Assessment of risk of bias and quality of evidence
The methodological quality of the included studies was assessed by two independent reviewers (A.P and S.S..) using the Newcastle Ottawa scale. The scale incorporates domains that include assessment of selection of study groups, comparability of groups and methods ascertainment of the outcome of interest. A point is awarded in a 9-point based system. For the purposes of the present systematic review the two points that are awarded for comparability of groups refer to differences in baseline gestational age at assessment of serum LDH and in maternal age.

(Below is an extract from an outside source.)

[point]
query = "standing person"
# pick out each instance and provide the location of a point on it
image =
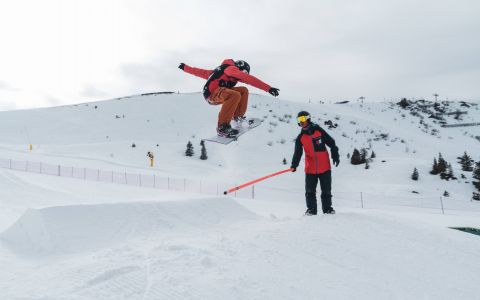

Quality of evidence was evaluated under the Grading of Recommendations Assessment, Development and Evaluation (GRADE) framework, ranging from very low to high. More specifically, credibility of evidence was assessed by taking into account the following domains: study limitations, directness, consistency, precision and publication bias. In particular, study limitations were evaluated based on risk of bias assessments (NOS score), while directness was judged using the PICOS (population, intervention, comparison, outcome, study type) approach. To assess consistency and precision, clinically important effects were defined as serum LDH differences of ≥100 U/L, indicating a range of equivalence from -50 to 50 U/L. In this context, consistency referred to the agreement of 95% confidence and prediction intervals for each outcome in relation to clinically relevant effects, while precision assessment was made by taking into account whether 95% CI extended into the range of equivalence.